'Something else at play' in China-Canada canola dispute: Richardson International
Canadian farmers shouldn’t look to China for any recovery in canola sales as more stringent quality checks by the Asian country are set to take a heavy toll on imports in coming months.
Overseas purchases by China, the North American country’s top buyer, will drop “significantly” after it stepped up quality inspections on cargoes from Canada, Tang Ke, a department director at the Agriculture Ministry, said on Wednesday.
Ties between the two nations have deteriorated after Canada detained a Huawei Technologies Co. executive in December at the behest of the U.S., drawing China’s wrath. Since then, China has detained Canadians on national security grounds, and revoked canola import licenses, citing pest infestations.
The world’s top commodity consumer is hitting Canada where it hurts most.
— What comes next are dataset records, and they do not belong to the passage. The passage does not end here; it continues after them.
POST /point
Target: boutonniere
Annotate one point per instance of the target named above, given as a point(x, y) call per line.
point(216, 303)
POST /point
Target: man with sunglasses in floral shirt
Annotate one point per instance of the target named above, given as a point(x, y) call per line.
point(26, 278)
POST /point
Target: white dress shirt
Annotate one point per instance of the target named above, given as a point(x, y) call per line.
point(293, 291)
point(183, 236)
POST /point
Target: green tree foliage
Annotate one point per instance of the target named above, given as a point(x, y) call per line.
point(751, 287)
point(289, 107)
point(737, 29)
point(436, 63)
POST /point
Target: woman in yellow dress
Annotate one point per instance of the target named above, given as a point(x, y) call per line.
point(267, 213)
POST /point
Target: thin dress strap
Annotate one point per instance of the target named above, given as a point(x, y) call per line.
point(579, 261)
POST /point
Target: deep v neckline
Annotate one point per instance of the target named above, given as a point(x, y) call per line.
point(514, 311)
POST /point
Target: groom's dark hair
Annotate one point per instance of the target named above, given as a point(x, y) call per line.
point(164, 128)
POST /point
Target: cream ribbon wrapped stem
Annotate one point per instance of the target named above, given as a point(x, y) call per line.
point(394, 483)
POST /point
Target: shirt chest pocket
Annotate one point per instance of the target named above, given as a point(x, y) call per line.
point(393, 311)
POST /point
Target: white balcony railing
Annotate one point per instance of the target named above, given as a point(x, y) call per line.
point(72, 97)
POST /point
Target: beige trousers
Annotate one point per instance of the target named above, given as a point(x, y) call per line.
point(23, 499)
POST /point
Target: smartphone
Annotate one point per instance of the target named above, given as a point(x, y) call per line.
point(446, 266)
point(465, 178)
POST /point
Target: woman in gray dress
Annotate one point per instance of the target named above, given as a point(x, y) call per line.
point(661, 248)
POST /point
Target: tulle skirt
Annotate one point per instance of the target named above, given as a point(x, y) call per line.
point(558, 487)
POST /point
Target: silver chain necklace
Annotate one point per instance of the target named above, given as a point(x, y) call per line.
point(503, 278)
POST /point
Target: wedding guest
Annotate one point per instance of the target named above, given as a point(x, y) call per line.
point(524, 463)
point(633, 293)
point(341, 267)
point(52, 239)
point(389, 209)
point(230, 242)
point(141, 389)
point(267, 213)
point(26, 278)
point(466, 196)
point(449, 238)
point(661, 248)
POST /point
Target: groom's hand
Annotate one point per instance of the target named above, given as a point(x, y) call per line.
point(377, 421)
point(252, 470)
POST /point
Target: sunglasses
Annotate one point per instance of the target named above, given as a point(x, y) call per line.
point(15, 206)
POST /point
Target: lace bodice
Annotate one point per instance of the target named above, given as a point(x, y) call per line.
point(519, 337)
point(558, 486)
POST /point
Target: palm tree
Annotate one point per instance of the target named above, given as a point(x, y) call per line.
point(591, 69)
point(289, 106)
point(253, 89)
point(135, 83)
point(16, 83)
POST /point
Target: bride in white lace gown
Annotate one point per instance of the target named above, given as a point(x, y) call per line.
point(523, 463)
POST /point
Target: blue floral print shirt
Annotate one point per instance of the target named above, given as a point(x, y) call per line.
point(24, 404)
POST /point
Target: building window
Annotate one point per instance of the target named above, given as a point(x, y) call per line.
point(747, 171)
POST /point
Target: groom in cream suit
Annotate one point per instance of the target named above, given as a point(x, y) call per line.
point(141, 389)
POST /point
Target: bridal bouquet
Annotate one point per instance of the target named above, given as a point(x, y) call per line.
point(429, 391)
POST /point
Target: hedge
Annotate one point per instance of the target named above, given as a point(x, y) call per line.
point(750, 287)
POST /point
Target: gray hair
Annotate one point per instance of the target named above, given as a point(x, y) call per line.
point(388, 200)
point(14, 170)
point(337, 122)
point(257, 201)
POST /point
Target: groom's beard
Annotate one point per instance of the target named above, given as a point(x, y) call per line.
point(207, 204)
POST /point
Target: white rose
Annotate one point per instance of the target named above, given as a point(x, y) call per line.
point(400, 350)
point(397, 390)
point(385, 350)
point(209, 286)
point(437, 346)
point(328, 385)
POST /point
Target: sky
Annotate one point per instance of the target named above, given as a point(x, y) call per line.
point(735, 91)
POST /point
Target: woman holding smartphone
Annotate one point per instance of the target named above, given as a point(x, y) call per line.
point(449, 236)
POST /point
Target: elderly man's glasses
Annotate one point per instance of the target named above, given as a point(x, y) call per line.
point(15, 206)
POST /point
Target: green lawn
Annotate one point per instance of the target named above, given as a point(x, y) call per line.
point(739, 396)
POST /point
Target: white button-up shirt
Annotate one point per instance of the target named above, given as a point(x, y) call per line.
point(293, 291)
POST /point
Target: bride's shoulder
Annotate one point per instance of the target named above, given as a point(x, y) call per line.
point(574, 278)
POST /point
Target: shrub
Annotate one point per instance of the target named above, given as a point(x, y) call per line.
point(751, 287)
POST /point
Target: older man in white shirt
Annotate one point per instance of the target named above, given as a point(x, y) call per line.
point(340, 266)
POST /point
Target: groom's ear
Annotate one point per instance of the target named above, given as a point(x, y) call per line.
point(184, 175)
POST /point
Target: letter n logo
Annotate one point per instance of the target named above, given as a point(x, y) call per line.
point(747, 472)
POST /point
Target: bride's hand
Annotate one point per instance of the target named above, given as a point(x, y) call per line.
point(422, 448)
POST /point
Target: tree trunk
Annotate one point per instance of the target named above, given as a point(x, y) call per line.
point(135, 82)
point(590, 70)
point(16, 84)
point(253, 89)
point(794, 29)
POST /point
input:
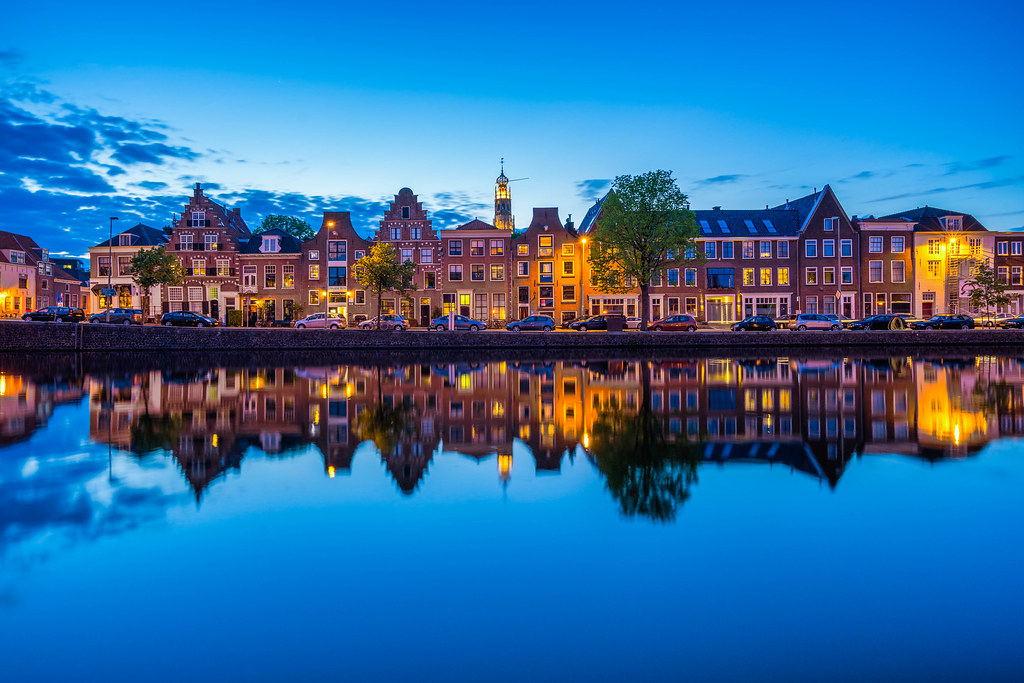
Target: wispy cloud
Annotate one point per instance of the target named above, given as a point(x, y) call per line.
point(988, 184)
point(592, 188)
point(957, 167)
point(720, 179)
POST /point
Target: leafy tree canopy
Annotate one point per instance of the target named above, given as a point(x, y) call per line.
point(645, 226)
point(294, 226)
point(379, 271)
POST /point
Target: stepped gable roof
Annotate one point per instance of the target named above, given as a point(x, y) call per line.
point(587, 225)
point(740, 223)
point(22, 243)
point(929, 219)
point(476, 224)
point(804, 205)
point(289, 243)
point(144, 236)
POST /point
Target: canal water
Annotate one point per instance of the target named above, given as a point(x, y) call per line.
point(752, 518)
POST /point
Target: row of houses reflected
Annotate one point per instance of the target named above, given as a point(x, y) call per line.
point(810, 416)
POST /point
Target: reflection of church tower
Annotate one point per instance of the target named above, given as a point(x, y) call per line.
point(503, 203)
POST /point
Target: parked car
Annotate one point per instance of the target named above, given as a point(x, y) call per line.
point(187, 318)
point(388, 322)
point(321, 321)
point(55, 314)
point(881, 322)
point(993, 319)
point(945, 323)
point(543, 323)
point(680, 322)
point(815, 322)
point(756, 324)
point(784, 322)
point(599, 322)
point(119, 316)
point(1013, 324)
point(461, 323)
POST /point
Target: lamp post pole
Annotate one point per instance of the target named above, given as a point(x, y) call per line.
point(110, 266)
point(583, 278)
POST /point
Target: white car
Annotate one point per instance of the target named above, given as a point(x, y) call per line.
point(992, 319)
point(317, 321)
point(815, 322)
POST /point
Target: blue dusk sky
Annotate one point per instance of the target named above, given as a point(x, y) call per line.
point(118, 108)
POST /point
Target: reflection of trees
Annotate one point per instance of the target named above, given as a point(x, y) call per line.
point(384, 424)
point(155, 432)
point(648, 473)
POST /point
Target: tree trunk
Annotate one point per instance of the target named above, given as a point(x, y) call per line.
point(644, 305)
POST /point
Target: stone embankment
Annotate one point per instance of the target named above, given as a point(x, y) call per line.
point(48, 337)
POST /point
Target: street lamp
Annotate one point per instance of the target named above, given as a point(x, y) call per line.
point(110, 266)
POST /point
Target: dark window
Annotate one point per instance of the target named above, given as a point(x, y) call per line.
point(721, 279)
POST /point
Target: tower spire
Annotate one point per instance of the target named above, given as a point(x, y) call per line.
point(503, 203)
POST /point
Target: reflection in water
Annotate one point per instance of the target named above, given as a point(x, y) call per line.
point(645, 425)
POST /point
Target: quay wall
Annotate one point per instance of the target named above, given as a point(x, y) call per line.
point(56, 337)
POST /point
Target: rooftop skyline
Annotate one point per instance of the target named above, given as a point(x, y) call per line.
point(118, 111)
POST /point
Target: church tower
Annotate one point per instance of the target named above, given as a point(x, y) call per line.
point(503, 203)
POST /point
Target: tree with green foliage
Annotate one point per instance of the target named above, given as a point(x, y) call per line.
point(155, 267)
point(986, 291)
point(380, 271)
point(294, 226)
point(645, 226)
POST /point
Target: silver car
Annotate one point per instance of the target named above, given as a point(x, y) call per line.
point(815, 322)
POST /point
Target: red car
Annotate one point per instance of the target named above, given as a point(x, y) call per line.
point(683, 322)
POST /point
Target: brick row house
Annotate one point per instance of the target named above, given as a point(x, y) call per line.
point(547, 266)
point(327, 269)
point(805, 255)
point(407, 227)
point(208, 240)
point(476, 273)
point(110, 262)
point(31, 280)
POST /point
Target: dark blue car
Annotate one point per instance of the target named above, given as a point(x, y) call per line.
point(542, 323)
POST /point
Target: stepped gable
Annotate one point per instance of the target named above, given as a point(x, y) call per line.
point(930, 219)
point(144, 236)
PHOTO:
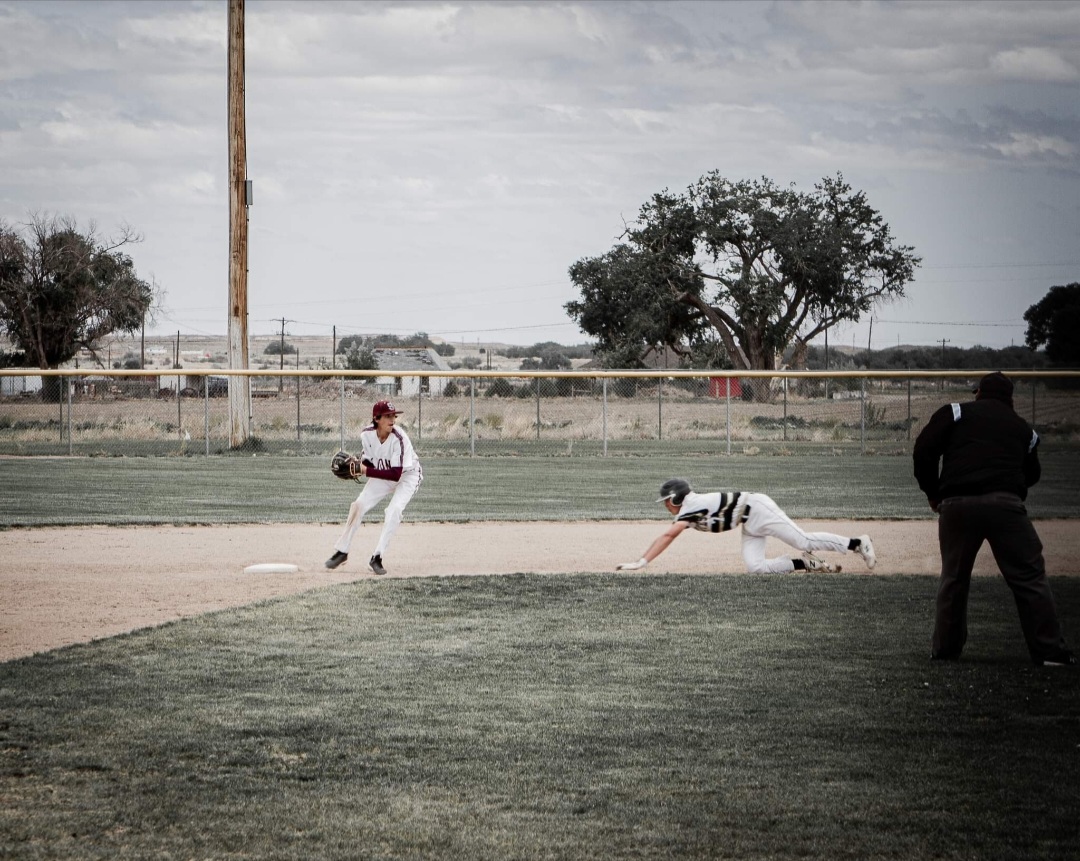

Canola is as Canadian as maple syrup, its name a contraction of “Canada” and “ola.” Prime Minister Justin Trudeau says his country’s product is top quality, and he plans to use diplomatic channels to resolve the ruckus, while the government is also considering an aid package for canola farmers.
Though China has maintained that the drop in purchases is due to quality control issues, industry groups and Canadian executives say the restrictions are likely less about pests and more about the feud surrounding Huawei.
Benchmark futures for canola, also known as rapeseed, have tumbled almost five per cent in North America this year, while rapeseed oil prices in China have jumped nearly 10 per cent.
The drop in canola imports will have little impact on edible oil supplies in China, Tang said, adding there is ample availability of alternative oilseeds.